Readers, now it’s your turn. While Michael can handle matters of business with great confidence and efficiency, the only part he really likes about a ton ball is the end of it. What would be your favorite part of a ball? Would you dance every reel with dashing young nobles, or would you rather find a special someone for a quiet walk in the garden? Or maybe you would enjoy tasting the lobster patties—or spiking the punch?
One reader who comments will be randomly chosen to win a copy of To Charm a Naughty Countess. This giveaway is open to entrants from U.S. and Canada.

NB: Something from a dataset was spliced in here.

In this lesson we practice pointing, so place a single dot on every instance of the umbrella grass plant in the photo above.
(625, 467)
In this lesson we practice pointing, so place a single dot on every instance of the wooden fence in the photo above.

The winner will be announced and contacted Sunday.
TO CHARM A NAUGHTY COUNTESS
CAN A RECLUSIVE DUKE…
Brilliant but rumored mad, Michael Layward, the impoverished Duke of Wyverne, has no success courting heiresses until widowed Lady Stratton takes up his cause–after first refusing his suit.
WIN LONDON’S MOST POWERFUL COUNTESS?
Caroline Graves, the popular Countess of Stratton, sits alone at the pinnacle of London society and has vowed never to remarry. When Michael–her counterpart in an old scandal–returns to town after a long absence, she finds herself as enthralled with him as ever. As she guides the anxiety-ridden duke through the trials of society, Caroline realizes that she’s lost her heart . But if she gives herself to the only man she’s ever loved, she’ll lose the hard-won independence she prizes above all.